I have been pondering this all day.
So, I have an 3D-array, X1, of size 48 x 232 x 61. Y1 is a row vector of size 1 x 232. Each row of X1 corresponds with Y1. I want to interpolate between each row of X1 and Y1 without using any loops. The output is a 48 x 21 x 61 array, Y2_array. With loops, my code is as follows:
% make Y1 array for interpolation
logz = log(10e-8):.10:log(1080);
Y1 = d + exp(logz); % This is the 1 x 232 vector.
Y2 = ones(48,21); % Preallocating Y2 2D-array (size = 48 x 21).
Y2_array = ones(48,21,61); % Preallocating Y2 3D-array (size = 48 x 21 x 61)
% Interpolation
for S = 1:61
for T = 1:48
X1_row = X1(T,:,S);
Y2 = interp1(X1_row, Y1, X2(T,:,S));
% X2 is a 3D-array, size (48 x 21 x 61)
Y2_array(T,:,S) = Y2;
end
end
If I make the inputs of interp1 arrays, Matlab gives me the error message that X and Y need to be vectors.

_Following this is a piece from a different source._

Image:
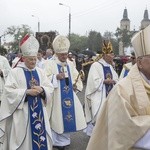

I know there is a solution to this problem... any suggestion/thoughts about how to execute the interpolation without using loops?
Thanks!!
  2 comentarios
Jan
Jan el 23 de Jul. de 2012
What exactly is the problem? As far as I understand your loop method runs successfully. Do you want to run it faster? If so, avoiding the slow INTERP1 is the first thing I'd suggest.
Angela
Angela el 23 de Jul. de 2012
Yeah, I am just trying to make it faster.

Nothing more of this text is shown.